Um único mês adicional de vacância pode consumir muitos meses daquela diferença de R$ 150.

Então é melhor baixar o aluguel rapidamente?

Não necessariamente.

Preço baixo demais também é um problema. O proprietário pode contratar uma locação longa por um valor inferior ao que o imóvel razoavelmente comportaria.

O objetivo não deveria ser “alugar a qualquer preço”. Deveria ser reduzir a vacância sem abrir mão de uma remuneração coerente com o mercado e com as características do imóvel.

Para chegar lá, eu observaria pelo menos quatro coisas: imóveis realmente comparáveis na mesma região, estado de conservação, características que fazem diferença para aquele público e resposta obtida pelo anúncio nas primeiras semanas.

Há visitas, mas ninguém faz proposta? Talvez exista alguma objeção no imóvel ou nas condições.

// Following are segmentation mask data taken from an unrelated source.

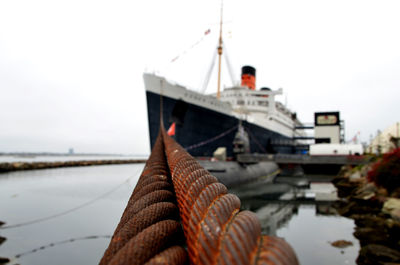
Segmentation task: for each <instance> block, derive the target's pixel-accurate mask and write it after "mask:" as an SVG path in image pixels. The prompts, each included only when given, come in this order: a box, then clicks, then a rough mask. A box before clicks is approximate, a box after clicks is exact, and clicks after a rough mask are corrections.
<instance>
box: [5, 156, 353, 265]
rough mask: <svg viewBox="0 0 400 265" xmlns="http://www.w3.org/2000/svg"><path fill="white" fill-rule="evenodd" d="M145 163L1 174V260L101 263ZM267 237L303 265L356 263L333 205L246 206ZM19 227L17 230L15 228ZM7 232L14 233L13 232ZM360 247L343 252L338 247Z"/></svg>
mask: <svg viewBox="0 0 400 265" xmlns="http://www.w3.org/2000/svg"><path fill="white" fill-rule="evenodd" d="M143 166H144V165H143V164H128V165H106V166H92V167H76V168H60V169H47V170H32V171H23V172H11V173H6V174H0V220H1V221H3V222H6V224H5V225H4V226H3V227H2V228H1V229H0V236H2V237H6V238H7V240H6V241H5V242H4V243H3V244H2V245H1V246H0V256H2V257H8V258H11V259H12V262H11V263H10V264H21V265H27V264H32V265H35V264H38V265H39V264H41V265H46V264H97V263H98V262H99V259H100V258H101V257H102V255H103V253H104V250H105V248H106V247H107V245H108V243H109V240H110V238H109V236H111V235H112V233H113V231H114V229H115V227H116V225H117V223H118V222H119V218H120V217H121V214H122V212H123V210H124V208H125V206H126V203H127V200H128V198H129V196H130V195H131V193H132V190H133V188H134V186H135V184H136V182H137V179H138V177H139V175H140V173H141V172H142V169H143ZM242 205H243V207H244V208H247V209H251V210H253V211H254V212H256V214H257V215H258V217H259V218H260V220H261V222H262V228H263V231H264V232H265V233H268V234H271V235H277V236H280V237H284V238H285V239H286V240H287V241H288V242H289V243H290V244H291V245H292V246H293V248H294V249H295V251H296V253H297V255H298V257H299V260H300V262H301V264H355V259H356V257H357V254H358V250H359V245H358V241H357V240H356V239H355V238H354V237H353V235H352V233H353V229H354V223H353V221H352V220H350V219H346V218H342V217H338V216H334V215H326V213H329V212H330V210H329V209H330V208H329V204H324V203H322V204H315V203H310V202H293V201H292V202H290V201H276V200H274V201H271V200H257V201H252V200H243V203H242ZM15 225H17V226H15ZM7 226H8V227H9V228H7ZM340 239H344V240H348V241H351V242H353V244H354V245H353V246H351V247H348V248H346V249H337V248H334V247H332V246H331V245H330V242H333V241H336V240H340Z"/></svg>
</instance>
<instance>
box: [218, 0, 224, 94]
mask: <svg viewBox="0 0 400 265" xmlns="http://www.w3.org/2000/svg"><path fill="white" fill-rule="evenodd" d="M222 9H223V2H222V1H221V21H220V24H219V43H218V90H217V99H219V98H220V94H221V92H220V91H221V57H222Z"/></svg>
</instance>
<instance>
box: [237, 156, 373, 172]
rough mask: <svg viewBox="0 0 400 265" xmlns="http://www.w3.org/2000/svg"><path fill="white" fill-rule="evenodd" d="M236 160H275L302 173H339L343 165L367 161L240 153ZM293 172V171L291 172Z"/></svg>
mask: <svg viewBox="0 0 400 265" xmlns="http://www.w3.org/2000/svg"><path fill="white" fill-rule="evenodd" d="M237 160H238V162H240V163H245V164H251V163H259V162H266V161H270V162H275V163H277V164H278V165H279V168H280V169H281V170H282V171H283V172H285V171H287V169H290V171H293V169H294V168H295V169H296V170H297V171H301V172H302V174H303V173H304V174H330V175H336V174H338V173H339V171H340V169H341V168H342V166H345V165H352V166H357V165H365V164H367V163H368V162H369V158H368V157H364V156H355V155H352V156H322V155H319V156H310V155H301V154H241V155H239V156H238V157H237ZM292 173H293V172H292Z"/></svg>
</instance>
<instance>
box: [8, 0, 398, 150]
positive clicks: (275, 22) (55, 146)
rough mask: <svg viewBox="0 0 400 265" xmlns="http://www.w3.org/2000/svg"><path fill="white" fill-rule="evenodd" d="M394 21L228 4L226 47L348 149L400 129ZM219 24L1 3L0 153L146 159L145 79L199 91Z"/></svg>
mask: <svg viewBox="0 0 400 265" xmlns="http://www.w3.org/2000/svg"><path fill="white" fill-rule="evenodd" d="M399 13H400V1H397V0H394V1H386V0H380V1H378V0H377V1H368V0H360V1H352V0H346V1H341V0H335V1H333V0H332V1H321V0H315V1H296V0H293V1H261V0H260V1H233V0H232V1H225V10H224V20H225V21H226V24H225V28H224V32H225V34H224V35H225V43H226V45H227V48H228V51H229V56H230V59H231V61H232V64H233V67H234V69H235V71H236V73H237V75H239V74H240V68H241V66H242V65H245V64H250V65H253V66H254V67H256V68H257V86H258V87H261V86H268V87H270V88H272V89H278V88H279V87H282V88H283V90H284V94H285V96H286V97H287V102H288V106H289V107H290V108H291V110H292V111H296V112H297V114H298V116H299V118H300V119H301V120H302V121H303V122H312V121H313V113H314V112H315V111H331V110H332V111H336V110H338V111H340V113H341V119H344V120H345V122H346V138H347V139H350V138H352V137H353V136H354V134H356V133H357V132H358V131H360V132H361V138H362V140H364V141H366V140H369V138H370V135H371V134H373V135H375V134H376V131H377V130H378V129H380V130H383V129H385V128H386V127H388V126H389V125H391V124H393V123H394V122H396V121H399V120H400V119H399V113H400V104H399V98H400V48H399V47H400V34H399V28H400V16H399ZM218 21H219V1H215V0H202V1H188V0H180V1H178V0H168V1H165V0H146V1H98V0H96V1H94V0H93V1H90V0H79V1H74V0H72V1H54V0H49V1H43V0H42V1H41V0H37V1H28V0H27V1H18V0H12V1H11V0H4V1H0V152H10V151H51V152H66V151H67V150H68V148H70V147H73V148H74V149H75V151H76V152H103V153H104V152H107V153H134V154H144V153H149V140H148V127H147V110H146V98H145V92H144V85H143V79H142V74H143V72H144V71H145V70H146V69H147V70H148V71H154V70H157V71H158V72H159V73H161V74H164V75H167V77H168V78H169V79H172V80H175V81H177V82H178V83H181V84H183V85H187V86H189V87H192V88H197V87H198V86H199V85H200V84H201V82H202V80H203V79H204V76H205V72H206V71H207V69H208V67H209V64H210V61H211V58H212V54H213V52H214V50H213V49H214V48H215V46H216V43H217V38H218ZM208 28H210V29H211V34H209V35H207V36H206V37H204V40H203V41H202V42H201V43H200V44H199V45H197V46H196V47H195V48H193V49H189V47H190V46H191V45H192V44H193V43H196V41H198V40H199V39H201V38H202V37H203V34H204V32H205V31H206V30H207V29H208ZM184 51H187V53H186V54H185V55H182V56H181V57H180V59H179V60H177V61H176V62H174V63H169V62H170V61H171V59H173V58H174V57H175V56H177V55H179V54H181V53H183V52H184ZM215 75H216V73H214V77H213V80H214V79H215ZM224 76H225V78H224V84H226V85H230V81H229V79H228V77H227V75H226V71H225V72H224ZM237 78H239V76H238V77H237ZM213 80H212V82H211V84H210V87H209V88H208V90H207V92H213V91H215V90H216V89H215V87H216V85H215V81H213ZM285 96H283V97H281V98H280V100H281V101H282V102H284V101H285Z"/></svg>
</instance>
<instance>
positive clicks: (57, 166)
mask: <svg viewBox="0 0 400 265" xmlns="http://www.w3.org/2000/svg"><path fill="white" fill-rule="evenodd" d="M145 162H146V159H126V160H122V159H114V160H84V161H57V162H11V163H0V173H4V172H10V171H18V170H33V169H49V168H59V167H83V166H99V165H114V164H137V163H145Z"/></svg>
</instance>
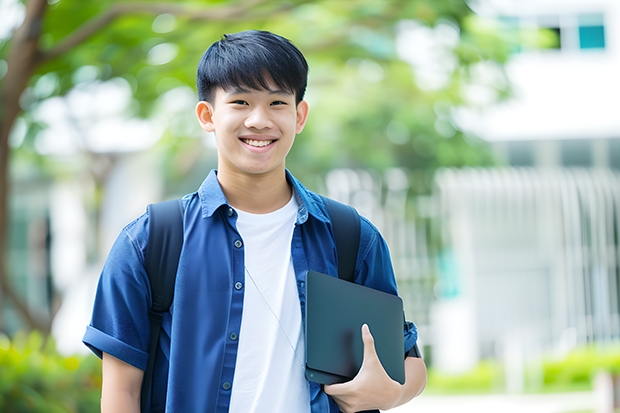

Quase ninguém pergunta? Preço, apresentação ou divulgação merecem ser revistos.

Há muitos interessados, mas nenhum perfil adequado avança? A análise já é outra.

É justamente por isso que precificação de locação não deveria ser feita apenas olhando anúncios e escolhendo o maior valor encontrado. O preço anunciado pelo vizinho não informa há quanto tempo aquele imóvel está disponível nem por quanto ele efetivamente será alugado.

Imóvel vazio também precisa ser administrado

Existe ainda uma ideia curiosa de que administração de imóvel começa quando aparece o inquilino.

Na verdade, uma boa gestão começa antes.

Preparar o imóvel, identificar reparos necessários, avaliar o preço, produzir uma apresentação adequada, divulgar, atender interessados, organizar visitas e selecionar o locatário fazem parte do processo de transformar patrimônio parado em patrimônio produtivo.

A Adacon Imóveis atua no mercado imobiliário e na administração de imóveis e condomínios em Porto Alegre e região. E, para o proprietário, uma das perguntas mais úteis não é simplesmente “quanto quero receber de aluguel?”, mas “quanto está me custando cada mês em que este imóvel permanece vazio?”

São perguntas bastante diferentes.

A primeira olha apenas para a renda desejada. A segunda olha para o resultado do patrimônio.

E é essa segunda conta que costuma revelar quando esperar faz sentido — e quando a espera já começou a ficar cara demais.

Fontes consultadas

  • Prefeitura de Porto Alegre — informações e alíquotas do IPTU, exercício 2026.
  • Presidência da República — Lei nº 8.245/1991 (Lei do Inquilinato).
  • AGERGS — Resolução Decisória nº 892/2026 e informações sobre tarifas da Corsan.
  • Índice FipeZAP — Informe de Locação Residencial, maio de 2026.
  • Manual Editorial e de Otimização para IA — Blog Adacon Imóveis.